8. The apparatus of claim 7, wherein the central controller is further configured to:
determining an actual bottom hole pressure at the current time;
calculating a reduction value delta P of the bottom hole pressure after the well kick according to the actual bottom hole pressure at the previous moment and the actual bottom hole pressure at the current moment;
according to the reduction value delta P of the bottom hole pressure after the well kick, the actual inlet and outlet flow difference delta V at the current moment and the actual mud pit volume V at the current momentTVCACalculating a kick risk index R;
and under the condition that the kick risk index R is larger than a preset value, controlling to close the well and controlling to open the overflow valve.

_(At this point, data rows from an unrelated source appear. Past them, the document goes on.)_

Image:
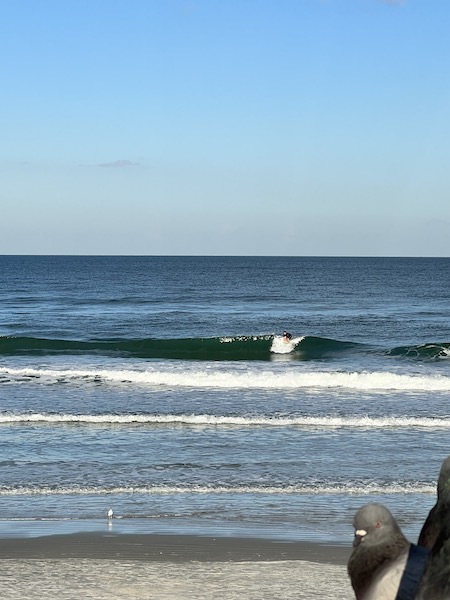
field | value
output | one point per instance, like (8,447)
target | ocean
(159,387)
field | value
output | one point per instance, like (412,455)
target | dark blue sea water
(160,387)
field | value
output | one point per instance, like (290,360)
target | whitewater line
(329,422)
(352,489)
(190,377)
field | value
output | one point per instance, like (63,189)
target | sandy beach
(104,566)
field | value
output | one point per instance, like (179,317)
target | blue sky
(260,127)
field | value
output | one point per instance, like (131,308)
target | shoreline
(111,566)
(169,548)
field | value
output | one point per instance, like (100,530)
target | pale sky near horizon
(230,127)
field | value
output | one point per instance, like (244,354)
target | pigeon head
(374,524)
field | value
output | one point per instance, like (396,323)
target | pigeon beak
(359,536)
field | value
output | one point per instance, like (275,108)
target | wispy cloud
(118,164)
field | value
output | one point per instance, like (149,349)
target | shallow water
(160,387)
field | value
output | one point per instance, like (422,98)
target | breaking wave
(327,422)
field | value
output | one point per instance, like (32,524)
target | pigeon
(435,583)
(431,527)
(383,564)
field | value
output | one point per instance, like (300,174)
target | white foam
(224,378)
(352,489)
(282,346)
(326,422)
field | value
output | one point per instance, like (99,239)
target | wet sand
(107,566)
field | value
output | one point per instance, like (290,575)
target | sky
(225,127)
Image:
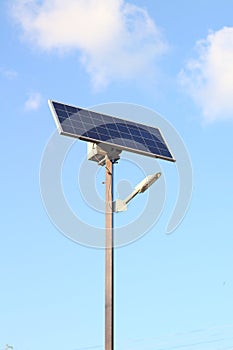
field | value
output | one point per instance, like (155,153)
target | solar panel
(101,128)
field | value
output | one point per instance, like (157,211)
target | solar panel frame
(64,116)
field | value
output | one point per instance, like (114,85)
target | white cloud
(209,77)
(115,39)
(33,101)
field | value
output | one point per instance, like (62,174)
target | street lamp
(107,137)
(121,205)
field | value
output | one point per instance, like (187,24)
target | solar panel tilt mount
(107,137)
(99,152)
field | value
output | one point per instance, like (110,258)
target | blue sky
(173,57)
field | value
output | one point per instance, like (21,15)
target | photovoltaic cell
(101,128)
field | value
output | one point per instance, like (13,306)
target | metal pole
(109,260)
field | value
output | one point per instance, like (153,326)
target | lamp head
(147,182)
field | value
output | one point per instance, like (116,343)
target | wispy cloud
(209,77)
(115,39)
(33,101)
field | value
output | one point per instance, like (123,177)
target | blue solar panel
(101,128)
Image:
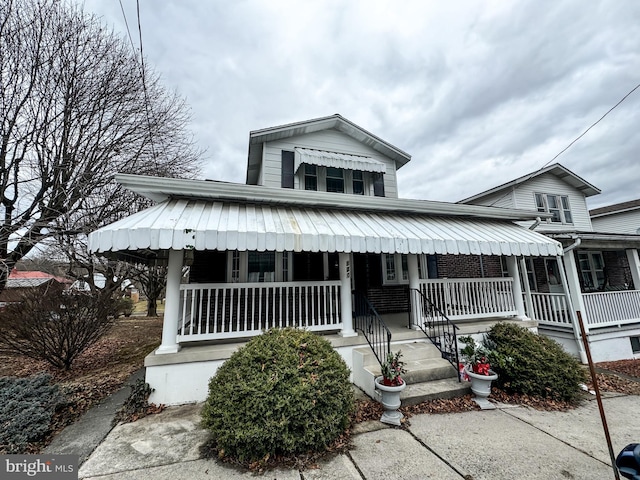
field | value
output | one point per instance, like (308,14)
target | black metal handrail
(435,325)
(368,321)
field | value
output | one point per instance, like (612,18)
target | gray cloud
(477,92)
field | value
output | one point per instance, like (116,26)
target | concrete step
(428,375)
(438,389)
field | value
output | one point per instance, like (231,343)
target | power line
(531,175)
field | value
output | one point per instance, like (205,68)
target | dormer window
(556,205)
(335,180)
(310,177)
(358,183)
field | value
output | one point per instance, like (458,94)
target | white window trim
(244,266)
(561,209)
(400,273)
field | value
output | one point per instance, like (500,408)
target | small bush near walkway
(27,406)
(531,364)
(286,392)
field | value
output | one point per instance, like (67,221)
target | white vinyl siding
(523,197)
(329,140)
(623,222)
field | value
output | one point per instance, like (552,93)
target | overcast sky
(477,92)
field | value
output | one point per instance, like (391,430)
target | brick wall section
(390,298)
(469,266)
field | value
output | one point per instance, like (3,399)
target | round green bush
(532,364)
(285,392)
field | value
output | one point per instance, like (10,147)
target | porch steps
(428,376)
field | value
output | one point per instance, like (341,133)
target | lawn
(98,372)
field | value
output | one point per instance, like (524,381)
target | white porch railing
(612,308)
(231,310)
(470,298)
(551,309)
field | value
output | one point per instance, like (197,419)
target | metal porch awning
(217,225)
(338,160)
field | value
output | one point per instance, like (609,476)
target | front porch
(183,377)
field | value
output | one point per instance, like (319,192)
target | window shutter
(287,169)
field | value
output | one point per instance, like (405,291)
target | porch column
(512,268)
(569,293)
(414,284)
(634,265)
(527,288)
(573,283)
(344,264)
(172,304)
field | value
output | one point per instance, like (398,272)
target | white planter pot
(481,384)
(390,399)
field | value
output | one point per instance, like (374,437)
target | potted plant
(477,367)
(390,384)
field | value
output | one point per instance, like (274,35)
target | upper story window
(335,180)
(288,174)
(556,205)
(378,185)
(310,177)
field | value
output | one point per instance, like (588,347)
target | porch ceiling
(209,225)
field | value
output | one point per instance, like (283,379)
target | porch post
(527,288)
(634,265)
(344,264)
(172,304)
(512,268)
(414,284)
(570,293)
(573,283)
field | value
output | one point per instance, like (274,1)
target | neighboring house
(622,218)
(21,282)
(317,238)
(601,263)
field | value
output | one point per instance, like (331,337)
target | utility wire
(533,174)
(142,74)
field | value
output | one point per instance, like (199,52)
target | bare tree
(55,326)
(74,110)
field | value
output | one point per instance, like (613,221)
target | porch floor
(397,324)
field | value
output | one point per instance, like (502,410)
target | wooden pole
(598,397)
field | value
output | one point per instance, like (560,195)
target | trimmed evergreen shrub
(532,364)
(285,392)
(27,406)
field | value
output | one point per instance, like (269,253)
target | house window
(556,205)
(235,266)
(358,183)
(531,274)
(287,169)
(591,270)
(310,177)
(395,268)
(378,185)
(335,180)
(261,267)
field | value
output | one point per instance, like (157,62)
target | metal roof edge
(161,188)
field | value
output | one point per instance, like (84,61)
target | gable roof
(615,208)
(556,169)
(257,138)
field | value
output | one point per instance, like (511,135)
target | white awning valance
(212,225)
(337,160)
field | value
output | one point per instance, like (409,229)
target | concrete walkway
(506,443)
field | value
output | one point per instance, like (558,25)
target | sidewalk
(506,443)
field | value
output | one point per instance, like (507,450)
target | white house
(318,238)
(600,262)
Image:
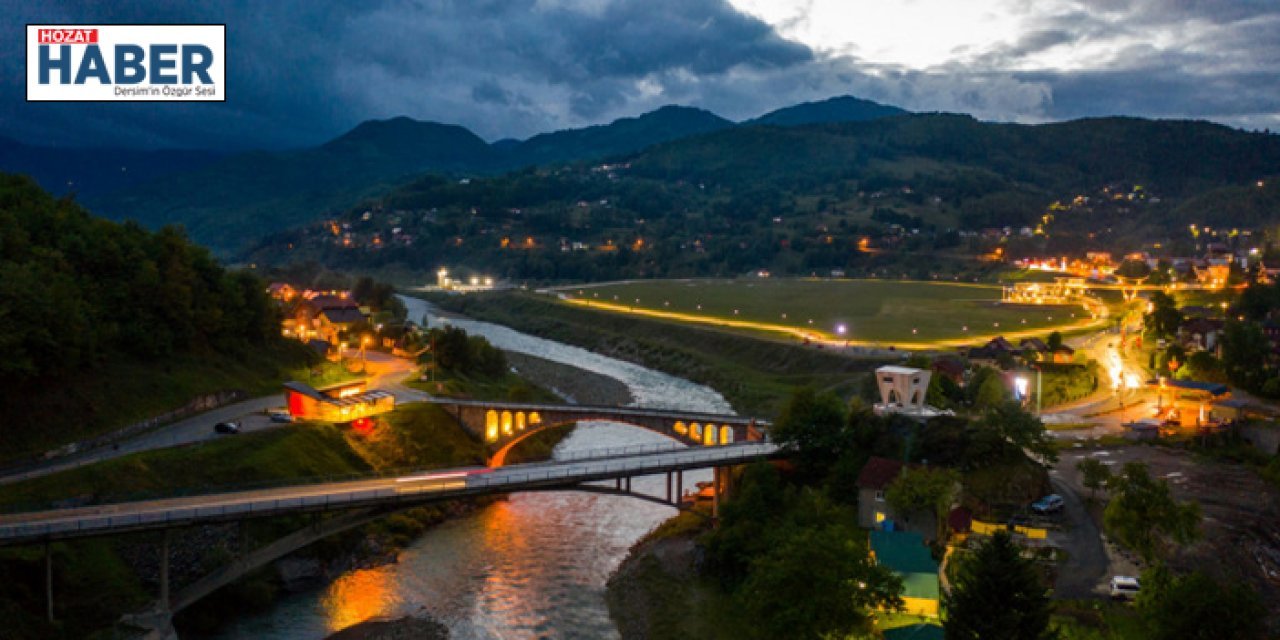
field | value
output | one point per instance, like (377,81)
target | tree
(817,583)
(1143,512)
(991,393)
(1197,607)
(813,424)
(1020,429)
(1054,341)
(1096,475)
(997,595)
(933,489)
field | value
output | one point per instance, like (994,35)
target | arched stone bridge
(503,424)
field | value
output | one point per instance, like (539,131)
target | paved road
(1086,566)
(380,492)
(385,371)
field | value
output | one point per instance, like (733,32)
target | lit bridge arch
(502,425)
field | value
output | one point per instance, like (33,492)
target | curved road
(385,373)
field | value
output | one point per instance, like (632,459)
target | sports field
(862,312)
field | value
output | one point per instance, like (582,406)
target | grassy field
(873,312)
(754,375)
(123,392)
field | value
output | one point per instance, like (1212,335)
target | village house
(873,508)
(327,316)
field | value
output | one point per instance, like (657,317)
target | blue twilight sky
(304,71)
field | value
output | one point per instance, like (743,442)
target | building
(905,554)
(347,402)
(327,316)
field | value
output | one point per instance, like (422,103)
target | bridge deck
(602,410)
(383,492)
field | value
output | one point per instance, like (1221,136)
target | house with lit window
(347,402)
(873,508)
(327,316)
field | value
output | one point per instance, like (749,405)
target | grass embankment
(126,392)
(657,593)
(754,375)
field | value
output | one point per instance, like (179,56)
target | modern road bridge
(502,425)
(353,503)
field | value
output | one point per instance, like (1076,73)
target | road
(1086,567)
(378,492)
(1106,408)
(385,371)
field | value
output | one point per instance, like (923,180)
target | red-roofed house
(873,510)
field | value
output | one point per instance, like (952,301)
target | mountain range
(228,201)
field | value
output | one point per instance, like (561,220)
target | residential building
(905,554)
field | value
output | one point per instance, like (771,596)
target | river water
(531,566)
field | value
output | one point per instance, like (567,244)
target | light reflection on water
(531,566)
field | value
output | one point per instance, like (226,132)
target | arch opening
(490,425)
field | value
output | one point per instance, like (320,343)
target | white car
(1124,588)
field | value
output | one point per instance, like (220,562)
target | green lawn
(872,311)
(123,392)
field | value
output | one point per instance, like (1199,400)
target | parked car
(1051,503)
(1124,588)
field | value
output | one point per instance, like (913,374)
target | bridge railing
(160,515)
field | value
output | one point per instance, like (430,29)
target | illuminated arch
(490,425)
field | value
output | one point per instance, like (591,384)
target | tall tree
(1095,475)
(932,489)
(817,583)
(1197,607)
(1164,318)
(997,595)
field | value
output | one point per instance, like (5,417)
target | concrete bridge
(353,503)
(502,425)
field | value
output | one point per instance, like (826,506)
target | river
(531,566)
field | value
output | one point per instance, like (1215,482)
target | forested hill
(97,318)
(232,202)
(800,200)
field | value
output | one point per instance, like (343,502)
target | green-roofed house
(905,554)
(915,632)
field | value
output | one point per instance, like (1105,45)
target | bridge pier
(164,570)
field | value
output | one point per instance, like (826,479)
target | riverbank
(100,579)
(658,594)
(575,385)
(410,627)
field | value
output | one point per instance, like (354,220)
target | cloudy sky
(304,71)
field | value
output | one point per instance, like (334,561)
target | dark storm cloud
(304,71)
(300,71)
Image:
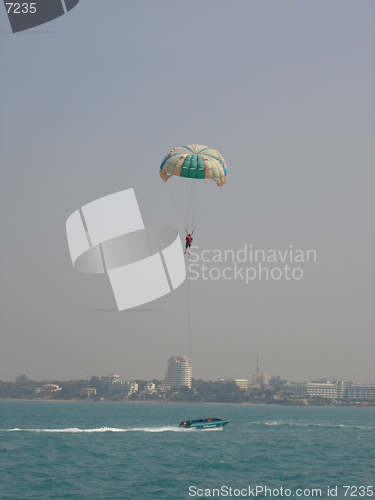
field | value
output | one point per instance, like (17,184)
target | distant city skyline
(90,105)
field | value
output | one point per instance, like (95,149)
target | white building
(179,373)
(337,389)
(51,387)
(87,392)
(324,389)
(299,389)
(149,388)
(106,381)
(242,383)
(264,378)
(361,391)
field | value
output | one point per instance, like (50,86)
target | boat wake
(76,430)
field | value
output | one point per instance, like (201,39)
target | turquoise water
(136,451)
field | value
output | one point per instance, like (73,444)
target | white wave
(313,424)
(76,430)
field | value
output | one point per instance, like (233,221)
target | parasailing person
(188,241)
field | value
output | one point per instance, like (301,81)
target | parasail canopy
(194,162)
(185,168)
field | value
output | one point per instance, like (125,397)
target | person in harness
(188,240)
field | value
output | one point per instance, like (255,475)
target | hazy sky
(90,104)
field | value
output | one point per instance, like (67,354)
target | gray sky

9. The apparatus of claim 7 or 8, further comprising:
a signal transmitter for transmitting the modified filtered estimate of the output of the integrated processor
Figure FDA0003537057810000043
Transmitting to the central processor; and
a micro signal converter for converting the data collected by the data collection device into processable well site information and inputting the information to the integrated processor,
the data acquisition device, the integrated processor, the signal emitter, the miniature signal converter and the working condition identification processor are arranged underground and are sealed by a packer.
10. An apparatus as claimed in claim 7 or 8, further comprising a condition-identifying processor for identifying said modified filtered estimate
Figure FDA0003537057810000042
The data are input into a pre-trained XGboost well kick model which outputs an indication whether well kick occurs or not,
the central controller is further configured to determine that a kick is occurring if the XGBoost kick model outputs an indication of a kick being occurring,
wherein the XGboost kick model is formed by learning kick logging data and normal drilling logging data in historical data.